Use PAI-Blade to optimize a TensorFlow ResNet50 model - Platform For AI

ResNet50 is a classic structural network that is widely used. To optimize a ResNet50 model brings great practical values in various model deployment and inference scenarios. This topic describes how to use Platform for AI (PAI)-Blade to optimize a TensorFlow ResNet50 model.

Background information

Residual Neural Network (ResNet) serves as the "Hello World" practice of deep learning models in the image field. ResNet models are widely used in object classification. In addition, ResNet models are part of the classic neural network for computer vision and can be used to extract convolutional features from images. Typical ResNet networks include ResNet26, ResNet50, and ResNet101.

Limits

The environment used for the procedure in this topic must meet the following version requirements:

System environment: Python 3.6 or later and Compute Unified Device Architecture (CUDA) 10.0 in Linux
Framework: TensorFlow 1.15
Inference optimization tool: PAI-Blade V3.17.0 or later

Procedure

Perform the following steps to optimize a TensorFlow ResNet50 model by using PAI-Blade:

Step 1: Make preparations
Install a wheel package of PAI-Blade that supports TensorRT optimization, and download a ResNet50 model and test data.
Step 2: Use PAI-Blade to optimize the model
Call the blade.optimize method to optimize the model.
Step 3: Verify the performance
Verify the information in the optimization report by testing the inference speed of the original model and the optimized model.
Step 4: Load and run the optimized model
Integrate PAI-Blade SDK to load the optimized model for inference.

Step 1: Make preparations

In this example, the main optimization item to take effect for the ResNet50 model is TensorRT. Therefore, you must install PAI-Blade V3.17.0 or later, which supports TensorRT optimization.

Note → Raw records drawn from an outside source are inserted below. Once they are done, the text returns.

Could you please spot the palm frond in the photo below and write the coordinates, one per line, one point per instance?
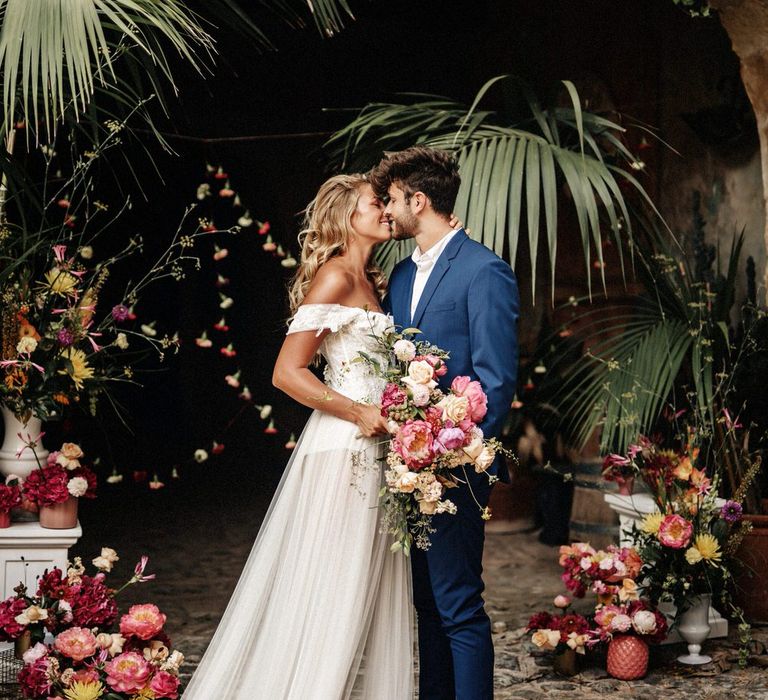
(499, 162)
(53, 53)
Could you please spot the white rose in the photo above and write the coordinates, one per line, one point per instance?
(71, 450)
(404, 350)
(34, 653)
(621, 623)
(421, 372)
(427, 507)
(407, 482)
(484, 460)
(106, 560)
(446, 506)
(432, 492)
(420, 395)
(546, 639)
(173, 662)
(644, 622)
(455, 408)
(26, 346)
(77, 486)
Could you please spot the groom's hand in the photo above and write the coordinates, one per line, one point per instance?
(369, 420)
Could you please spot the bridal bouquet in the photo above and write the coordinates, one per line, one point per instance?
(435, 436)
(87, 657)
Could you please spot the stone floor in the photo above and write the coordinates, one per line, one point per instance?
(198, 538)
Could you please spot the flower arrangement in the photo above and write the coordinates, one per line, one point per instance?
(558, 633)
(62, 477)
(434, 433)
(88, 658)
(685, 544)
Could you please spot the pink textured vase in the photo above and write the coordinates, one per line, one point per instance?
(61, 516)
(627, 657)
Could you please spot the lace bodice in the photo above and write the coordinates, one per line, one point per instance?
(351, 330)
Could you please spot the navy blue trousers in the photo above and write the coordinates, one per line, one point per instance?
(455, 646)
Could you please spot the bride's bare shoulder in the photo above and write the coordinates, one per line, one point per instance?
(332, 284)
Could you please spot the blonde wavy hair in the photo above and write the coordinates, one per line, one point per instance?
(326, 234)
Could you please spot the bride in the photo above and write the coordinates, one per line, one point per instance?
(322, 609)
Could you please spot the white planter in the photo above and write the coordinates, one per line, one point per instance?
(694, 629)
(632, 509)
(24, 465)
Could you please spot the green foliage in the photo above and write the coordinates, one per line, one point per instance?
(509, 166)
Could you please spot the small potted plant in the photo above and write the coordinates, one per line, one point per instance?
(56, 487)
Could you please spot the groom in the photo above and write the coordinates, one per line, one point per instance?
(464, 299)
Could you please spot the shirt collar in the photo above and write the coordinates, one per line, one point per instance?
(434, 252)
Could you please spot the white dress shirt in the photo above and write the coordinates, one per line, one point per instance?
(425, 263)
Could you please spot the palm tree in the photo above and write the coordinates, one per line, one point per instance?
(509, 166)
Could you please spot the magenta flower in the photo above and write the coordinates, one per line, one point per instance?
(120, 312)
(731, 512)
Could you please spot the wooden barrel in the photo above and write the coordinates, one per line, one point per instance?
(592, 520)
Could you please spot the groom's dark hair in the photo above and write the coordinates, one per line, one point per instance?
(419, 169)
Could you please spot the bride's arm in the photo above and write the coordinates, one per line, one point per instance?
(292, 376)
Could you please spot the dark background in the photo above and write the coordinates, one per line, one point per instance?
(262, 116)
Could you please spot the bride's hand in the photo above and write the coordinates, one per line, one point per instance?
(369, 420)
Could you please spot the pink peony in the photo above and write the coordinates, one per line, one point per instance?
(128, 672)
(449, 439)
(142, 621)
(165, 685)
(76, 643)
(478, 401)
(414, 443)
(675, 531)
(393, 396)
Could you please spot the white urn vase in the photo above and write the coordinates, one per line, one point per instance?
(694, 629)
(17, 435)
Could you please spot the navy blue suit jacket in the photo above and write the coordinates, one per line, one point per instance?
(469, 307)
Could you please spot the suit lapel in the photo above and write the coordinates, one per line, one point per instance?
(442, 265)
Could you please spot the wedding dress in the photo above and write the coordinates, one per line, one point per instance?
(322, 610)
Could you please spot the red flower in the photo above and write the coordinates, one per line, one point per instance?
(47, 486)
(9, 609)
(93, 604)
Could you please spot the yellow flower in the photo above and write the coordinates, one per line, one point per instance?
(61, 281)
(708, 547)
(692, 556)
(79, 369)
(651, 523)
(84, 690)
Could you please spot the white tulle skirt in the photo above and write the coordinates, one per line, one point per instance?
(322, 610)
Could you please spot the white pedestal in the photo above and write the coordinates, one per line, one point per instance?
(632, 509)
(27, 550)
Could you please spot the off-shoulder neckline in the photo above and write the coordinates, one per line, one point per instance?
(343, 306)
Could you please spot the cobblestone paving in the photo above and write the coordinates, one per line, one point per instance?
(198, 542)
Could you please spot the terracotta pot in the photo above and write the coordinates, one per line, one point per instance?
(566, 663)
(627, 657)
(22, 643)
(751, 575)
(61, 516)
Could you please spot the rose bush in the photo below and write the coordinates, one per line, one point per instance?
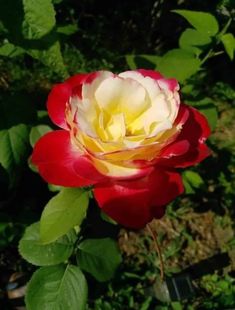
(124, 134)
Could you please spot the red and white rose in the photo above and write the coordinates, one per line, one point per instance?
(124, 134)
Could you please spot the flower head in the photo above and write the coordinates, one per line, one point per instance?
(125, 134)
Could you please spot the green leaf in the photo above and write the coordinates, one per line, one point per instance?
(39, 18)
(67, 29)
(38, 254)
(10, 50)
(142, 61)
(14, 149)
(202, 21)
(191, 38)
(16, 109)
(228, 41)
(37, 132)
(50, 57)
(179, 64)
(64, 211)
(207, 107)
(57, 287)
(192, 180)
(99, 257)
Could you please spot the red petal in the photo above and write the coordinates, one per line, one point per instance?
(151, 73)
(60, 95)
(195, 131)
(135, 203)
(56, 104)
(58, 161)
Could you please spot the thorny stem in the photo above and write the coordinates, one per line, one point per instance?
(153, 233)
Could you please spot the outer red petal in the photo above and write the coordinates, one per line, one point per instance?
(57, 161)
(59, 96)
(194, 132)
(56, 104)
(151, 73)
(135, 203)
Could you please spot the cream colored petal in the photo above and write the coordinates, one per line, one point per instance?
(150, 85)
(116, 95)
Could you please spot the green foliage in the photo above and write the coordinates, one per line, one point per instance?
(38, 50)
(14, 149)
(201, 21)
(31, 248)
(10, 50)
(178, 63)
(207, 107)
(68, 207)
(228, 41)
(192, 181)
(30, 29)
(36, 133)
(99, 257)
(57, 287)
(192, 38)
(39, 18)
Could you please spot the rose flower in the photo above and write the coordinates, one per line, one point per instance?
(124, 134)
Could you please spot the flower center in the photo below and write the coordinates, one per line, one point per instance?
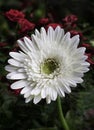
(49, 66)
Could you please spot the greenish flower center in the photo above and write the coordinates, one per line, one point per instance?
(49, 66)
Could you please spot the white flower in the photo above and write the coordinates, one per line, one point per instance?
(49, 65)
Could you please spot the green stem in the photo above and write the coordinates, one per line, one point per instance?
(61, 116)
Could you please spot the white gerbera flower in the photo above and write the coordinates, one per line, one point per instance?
(48, 66)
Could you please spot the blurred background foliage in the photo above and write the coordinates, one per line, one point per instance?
(79, 105)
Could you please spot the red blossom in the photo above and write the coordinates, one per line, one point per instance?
(25, 25)
(14, 15)
(70, 20)
(43, 21)
(53, 25)
(89, 52)
(2, 44)
(17, 91)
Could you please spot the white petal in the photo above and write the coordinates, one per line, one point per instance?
(48, 99)
(43, 93)
(36, 99)
(75, 41)
(19, 84)
(59, 34)
(22, 46)
(28, 99)
(50, 33)
(14, 63)
(35, 91)
(28, 43)
(15, 75)
(37, 33)
(10, 68)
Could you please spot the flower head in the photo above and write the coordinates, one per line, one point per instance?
(48, 65)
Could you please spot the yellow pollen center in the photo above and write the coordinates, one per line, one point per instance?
(49, 66)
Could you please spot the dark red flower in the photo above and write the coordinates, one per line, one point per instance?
(74, 32)
(70, 20)
(53, 25)
(25, 25)
(14, 15)
(89, 52)
(2, 44)
(17, 91)
(43, 21)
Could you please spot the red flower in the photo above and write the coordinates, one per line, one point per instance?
(43, 21)
(25, 25)
(17, 91)
(53, 25)
(70, 21)
(2, 44)
(89, 52)
(14, 15)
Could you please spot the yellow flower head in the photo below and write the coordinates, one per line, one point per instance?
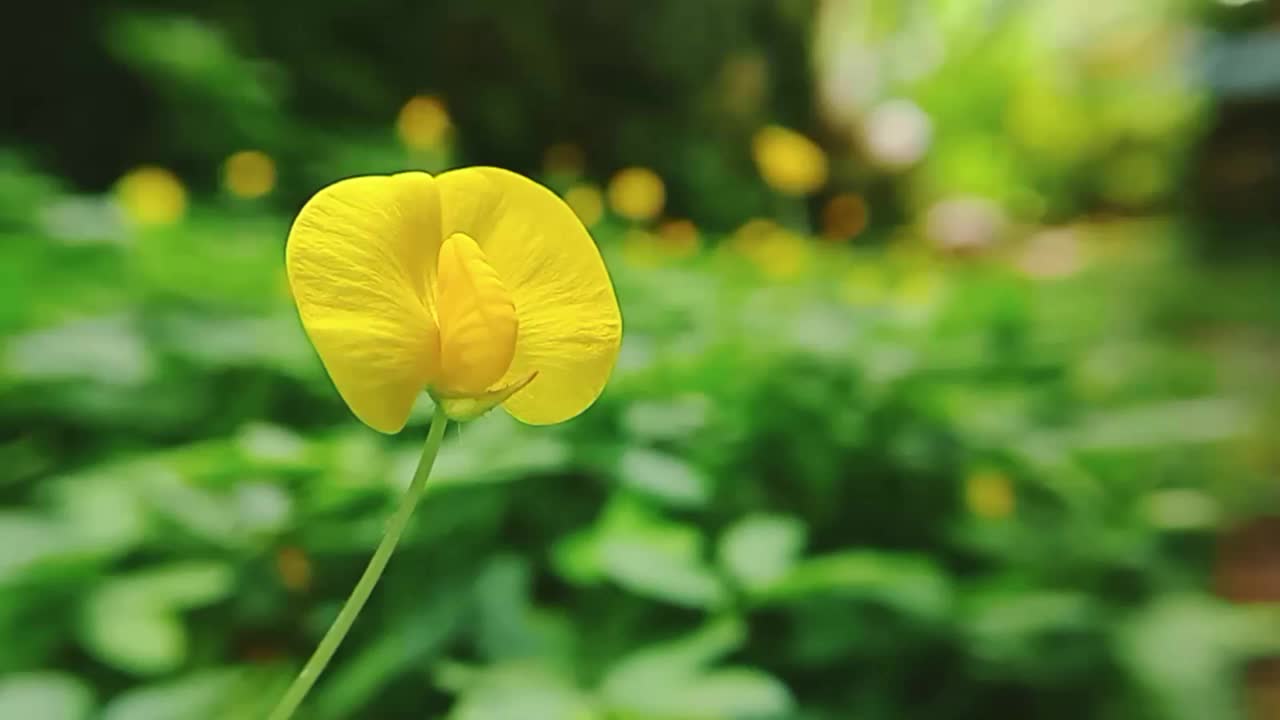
(476, 285)
(844, 217)
(791, 163)
(151, 196)
(990, 495)
(565, 158)
(423, 123)
(248, 173)
(638, 194)
(679, 237)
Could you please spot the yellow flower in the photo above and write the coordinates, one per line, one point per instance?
(844, 217)
(423, 123)
(636, 194)
(990, 495)
(248, 173)
(775, 250)
(151, 196)
(565, 158)
(679, 237)
(476, 285)
(791, 163)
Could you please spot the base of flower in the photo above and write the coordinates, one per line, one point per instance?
(330, 641)
(469, 408)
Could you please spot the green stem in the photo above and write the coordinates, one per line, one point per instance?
(376, 564)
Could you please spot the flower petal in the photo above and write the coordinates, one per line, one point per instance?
(570, 326)
(361, 259)
(476, 317)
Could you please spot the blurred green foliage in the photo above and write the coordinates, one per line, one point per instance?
(823, 483)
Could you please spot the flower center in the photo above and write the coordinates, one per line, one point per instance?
(476, 317)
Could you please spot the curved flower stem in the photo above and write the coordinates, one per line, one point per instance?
(376, 564)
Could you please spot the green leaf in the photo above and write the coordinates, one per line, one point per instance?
(209, 695)
(1187, 651)
(663, 477)
(28, 540)
(672, 679)
(909, 583)
(132, 621)
(44, 696)
(760, 548)
(521, 692)
(735, 692)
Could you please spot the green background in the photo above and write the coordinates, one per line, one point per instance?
(1016, 466)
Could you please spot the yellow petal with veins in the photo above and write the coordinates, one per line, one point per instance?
(360, 260)
(570, 326)
(476, 317)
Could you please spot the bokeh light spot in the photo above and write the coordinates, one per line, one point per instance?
(844, 217)
(990, 495)
(423, 123)
(636, 194)
(248, 173)
(151, 196)
(789, 162)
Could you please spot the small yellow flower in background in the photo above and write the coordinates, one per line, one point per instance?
(679, 237)
(248, 173)
(775, 250)
(990, 495)
(791, 163)
(636, 194)
(151, 196)
(565, 158)
(423, 123)
(844, 217)
(586, 203)
(478, 285)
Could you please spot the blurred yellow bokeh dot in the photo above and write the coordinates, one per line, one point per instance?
(679, 237)
(844, 217)
(990, 495)
(565, 158)
(789, 162)
(248, 173)
(423, 123)
(586, 203)
(636, 194)
(775, 250)
(151, 196)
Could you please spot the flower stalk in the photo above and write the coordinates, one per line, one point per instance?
(342, 624)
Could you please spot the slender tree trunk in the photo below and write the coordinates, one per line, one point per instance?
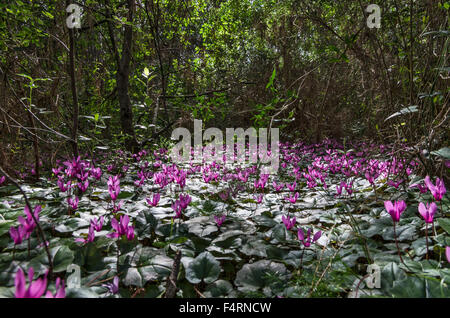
(122, 79)
(73, 88)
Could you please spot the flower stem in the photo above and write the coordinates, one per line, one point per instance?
(398, 248)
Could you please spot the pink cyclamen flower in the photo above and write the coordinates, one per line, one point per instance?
(396, 209)
(83, 186)
(29, 223)
(176, 207)
(17, 234)
(35, 289)
(122, 228)
(306, 240)
(292, 199)
(437, 190)
(184, 200)
(60, 290)
(155, 199)
(90, 238)
(96, 173)
(97, 224)
(113, 287)
(427, 211)
(219, 219)
(447, 253)
(73, 203)
(288, 222)
(258, 198)
(422, 188)
(114, 187)
(278, 187)
(117, 206)
(292, 186)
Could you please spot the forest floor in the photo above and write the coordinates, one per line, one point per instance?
(127, 216)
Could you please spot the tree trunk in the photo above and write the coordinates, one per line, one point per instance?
(73, 88)
(122, 78)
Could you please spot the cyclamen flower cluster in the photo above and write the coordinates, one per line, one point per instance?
(155, 199)
(26, 227)
(437, 190)
(122, 228)
(36, 288)
(114, 187)
(95, 226)
(181, 204)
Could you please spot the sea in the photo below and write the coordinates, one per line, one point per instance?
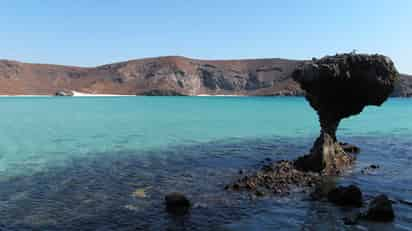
(106, 163)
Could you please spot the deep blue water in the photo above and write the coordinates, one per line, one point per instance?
(74, 163)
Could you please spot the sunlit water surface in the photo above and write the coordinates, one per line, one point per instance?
(74, 163)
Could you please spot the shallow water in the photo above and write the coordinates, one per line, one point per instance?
(74, 163)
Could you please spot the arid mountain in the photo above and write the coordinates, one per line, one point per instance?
(161, 76)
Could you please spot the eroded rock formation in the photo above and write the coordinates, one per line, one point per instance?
(338, 87)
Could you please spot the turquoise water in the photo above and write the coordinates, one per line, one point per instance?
(151, 141)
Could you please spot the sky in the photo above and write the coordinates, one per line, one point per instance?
(96, 32)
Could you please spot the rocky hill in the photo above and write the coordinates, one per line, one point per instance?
(161, 76)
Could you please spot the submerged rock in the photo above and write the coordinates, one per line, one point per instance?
(380, 209)
(371, 169)
(346, 196)
(352, 219)
(177, 203)
(338, 87)
(349, 148)
(275, 178)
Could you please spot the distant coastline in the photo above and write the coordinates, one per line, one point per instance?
(162, 76)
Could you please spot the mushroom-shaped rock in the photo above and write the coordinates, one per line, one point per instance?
(338, 87)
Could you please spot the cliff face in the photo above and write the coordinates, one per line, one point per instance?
(161, 76)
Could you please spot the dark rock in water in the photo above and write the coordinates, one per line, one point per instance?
(352, 219)
(276, 178)
(371, 169)
(64, 93)
(346, 196)
(177, 203)
(349, 148)
(380, 209)
(322, 188)
(338, 87)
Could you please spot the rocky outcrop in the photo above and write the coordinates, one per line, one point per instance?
(177, 203)
(338, 87)
(154, 76)
(162, 76)
(346, 196)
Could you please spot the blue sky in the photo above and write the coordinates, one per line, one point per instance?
(95, 32)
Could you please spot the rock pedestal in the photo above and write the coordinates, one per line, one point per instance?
(338, 87)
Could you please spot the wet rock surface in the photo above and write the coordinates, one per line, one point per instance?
(346, 196)
(349, 148)
(177, 203)
(275, 178)
(380, 209)
(338, 87)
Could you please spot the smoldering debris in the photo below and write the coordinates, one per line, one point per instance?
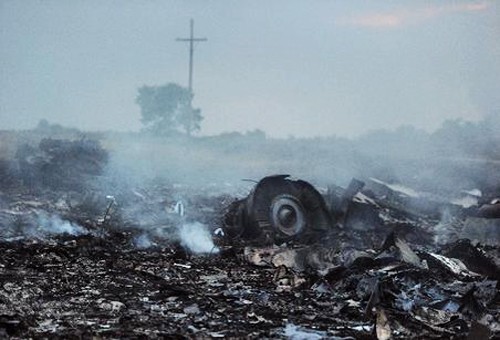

Install PAI-Blade that corresponds to TensorFlow 1.15.0 and CUDA 10.0.

pip3 install pai_blade_gpu==3.17.0 -f https://pai-blade.oss-cn-zhangjiakou.aliyuncs.com/release/repo.html

Download a TensorFlow ResNet50 model and the corresponding test data.

wget http://pai-blade.cn-hangzhou.oss.aliyun-inc.com/tutorials/tf_resnet50_v1.5.tar.gz

The downloaded tf_resnet50_v1.5.tar.gz package consists of the frozen.pb file, which is the ResNet50 model, and the corresponding test data of different batch sizes. You must manually decompress the package.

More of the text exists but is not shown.